Mr. Taylor’s case is notable if only because his trial for the 2003 killing of Atlanta businessman Guy Luck, the man who had become the prime victim of Mr. Taylor’s identity theft scheme, was the first-ever death penalty proceeding to be held in Eastern Tennessee’s federal courts district. Overwhelmingly the domain of state judicial systems, seeking the death penalty for federal crimes is extremely rare and must be sanctioned by the U.S. attorney general in instances of only the most “reckless disregard for human life.”

If jurors sentence Mr. Taylor to death, he will join the 50 federal prisoners now on death row, according to the U.S. Department of Justice. Only three people actually have been executed since the reinstatement of the modern federal death penalty in 1988.

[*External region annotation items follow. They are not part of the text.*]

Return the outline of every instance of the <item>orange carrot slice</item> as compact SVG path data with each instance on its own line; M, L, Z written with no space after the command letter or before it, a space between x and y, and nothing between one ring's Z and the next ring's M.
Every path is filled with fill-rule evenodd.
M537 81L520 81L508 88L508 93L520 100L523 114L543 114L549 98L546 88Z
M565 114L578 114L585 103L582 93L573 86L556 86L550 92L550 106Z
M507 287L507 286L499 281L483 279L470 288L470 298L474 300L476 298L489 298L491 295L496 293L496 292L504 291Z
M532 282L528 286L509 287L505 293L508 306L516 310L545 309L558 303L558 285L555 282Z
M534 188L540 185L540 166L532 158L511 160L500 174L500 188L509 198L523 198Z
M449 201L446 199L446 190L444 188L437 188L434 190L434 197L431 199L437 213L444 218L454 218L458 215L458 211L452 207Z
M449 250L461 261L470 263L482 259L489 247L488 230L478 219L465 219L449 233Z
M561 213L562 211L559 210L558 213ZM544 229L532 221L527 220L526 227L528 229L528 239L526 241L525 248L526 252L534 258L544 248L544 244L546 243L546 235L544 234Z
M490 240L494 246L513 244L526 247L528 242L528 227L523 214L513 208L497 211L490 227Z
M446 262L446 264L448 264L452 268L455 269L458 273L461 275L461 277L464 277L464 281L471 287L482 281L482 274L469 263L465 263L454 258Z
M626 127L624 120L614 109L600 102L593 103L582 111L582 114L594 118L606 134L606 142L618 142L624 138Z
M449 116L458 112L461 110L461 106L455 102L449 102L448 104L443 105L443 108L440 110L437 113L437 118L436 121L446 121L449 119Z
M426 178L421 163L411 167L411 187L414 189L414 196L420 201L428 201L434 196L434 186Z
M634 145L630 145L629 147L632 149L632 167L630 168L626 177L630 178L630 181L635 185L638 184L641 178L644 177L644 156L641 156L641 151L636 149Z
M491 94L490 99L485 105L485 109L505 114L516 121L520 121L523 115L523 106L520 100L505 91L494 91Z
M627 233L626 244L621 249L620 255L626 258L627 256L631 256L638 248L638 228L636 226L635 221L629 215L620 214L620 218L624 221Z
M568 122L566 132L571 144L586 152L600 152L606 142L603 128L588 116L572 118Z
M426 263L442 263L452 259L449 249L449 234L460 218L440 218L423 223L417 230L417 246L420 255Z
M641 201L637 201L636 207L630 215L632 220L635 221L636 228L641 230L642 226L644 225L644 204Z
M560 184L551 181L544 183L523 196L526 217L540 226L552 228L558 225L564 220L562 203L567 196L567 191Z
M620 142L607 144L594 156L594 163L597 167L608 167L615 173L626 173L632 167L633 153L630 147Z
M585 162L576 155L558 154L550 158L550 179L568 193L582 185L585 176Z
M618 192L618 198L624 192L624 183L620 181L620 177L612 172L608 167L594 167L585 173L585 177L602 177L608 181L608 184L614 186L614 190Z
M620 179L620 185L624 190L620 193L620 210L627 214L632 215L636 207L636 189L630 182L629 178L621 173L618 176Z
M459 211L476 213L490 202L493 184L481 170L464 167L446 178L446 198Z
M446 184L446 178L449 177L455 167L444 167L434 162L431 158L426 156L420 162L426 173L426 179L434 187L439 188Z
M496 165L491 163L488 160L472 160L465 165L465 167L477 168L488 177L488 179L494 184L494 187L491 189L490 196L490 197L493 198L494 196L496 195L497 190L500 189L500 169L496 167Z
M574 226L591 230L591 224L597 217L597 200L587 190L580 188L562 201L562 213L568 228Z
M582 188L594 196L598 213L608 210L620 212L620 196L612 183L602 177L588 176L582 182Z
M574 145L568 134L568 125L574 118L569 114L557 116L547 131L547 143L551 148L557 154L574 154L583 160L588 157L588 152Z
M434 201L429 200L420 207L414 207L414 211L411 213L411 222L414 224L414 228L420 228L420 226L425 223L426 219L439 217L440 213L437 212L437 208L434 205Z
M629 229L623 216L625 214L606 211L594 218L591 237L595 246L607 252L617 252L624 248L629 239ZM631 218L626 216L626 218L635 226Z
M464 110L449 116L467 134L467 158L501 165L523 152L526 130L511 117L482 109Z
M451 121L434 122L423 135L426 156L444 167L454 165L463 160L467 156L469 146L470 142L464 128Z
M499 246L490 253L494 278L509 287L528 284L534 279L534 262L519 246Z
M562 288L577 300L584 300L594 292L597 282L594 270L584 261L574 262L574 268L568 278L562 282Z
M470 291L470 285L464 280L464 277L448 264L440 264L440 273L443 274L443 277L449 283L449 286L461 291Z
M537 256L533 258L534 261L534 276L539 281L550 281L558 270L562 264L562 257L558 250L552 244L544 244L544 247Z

Mr. Cunningham said Mr. Taylor’s regard for his own life, however, already had been significantly marred with a “family script” that included repeat scenes of teen pregnancy, gun use, a total lack of supervision and career criminals as role models.

“We all don’t come to choices from the same level playing field,” Mr. Cunningham said, pointing to research that links childhood experiences to what people do as adults.

Pulling from hours of interviews with family members, Mr. Cunningham talked about Mr. Taylor’s two grandmothers, who became pregnant as unwed teens, and the same behavior in eight other female relatives.

Then there were seven relatives with substance-abuse problems, six male relatives who were absent fathers and still seven others with extensive criminal histories, Mr. Cunningham noted.

One of them was Mr. Taylor’s father, Johnny, who killed someone at 17 and now is in a Georgia prison for large-scale bank fraud, Mr. Cunningham testified. Johnny Taylor would stack wads of cash all around the house, Mr. Cunningham told jurors, and taught both Mr. Taylor and his brother how to use the numerous guns hidden between books and under pillows in case anyone ever tried to rob them.

Although Mr. Taylor’s mother did not participate in his father’s fraud, she accepted the money from it, Mr. Cunningham said, never disciplining her children or telling them that it was wrong.

At one point, Mr. Taylor’s father even questioned the mother’s parenting skills, Mr. Cunningham said.

“Here’s a life-long career criminal, and he’s concerned about the lack of supervision in the home, which is pretty startling,” Mr. Cunningham said.

Jurors convicted Mr. Taylor of murder, kidnapping and carjacking in mid-September after three weeks of witness testimony. They were swayed by evidence that strung together a story of three teens who started out as mailbox robbers in Atlanta’s wealthy Buckhead neighborhood but would end up interstate kidnappers and murderers.

“I didn’t think I was hurting anybody,” Mr. Taylor told jurors earlier this week as he described the identity-theft lifestyle he said he inherited from his father. Mr. Taylor continues to maintain his innocence in the killing.

Yet Mr. Taylor’s two friends, Joey Marshall and Sir Jack Matthews, pleaded guilty in 2006 for their role in the crime, and prosecutors showed forensic evidence that pointed to Mr. Taylor as the one who had fired the fatal shot.

The same day as Mr. Luck’s death, Mr. Taylor, 19 at the time, and one of his accomplices treated their girlfriends to a dinner at a Red Lobster in Atlanta, using money they had stolen from Mr. Luck to pay for the meal.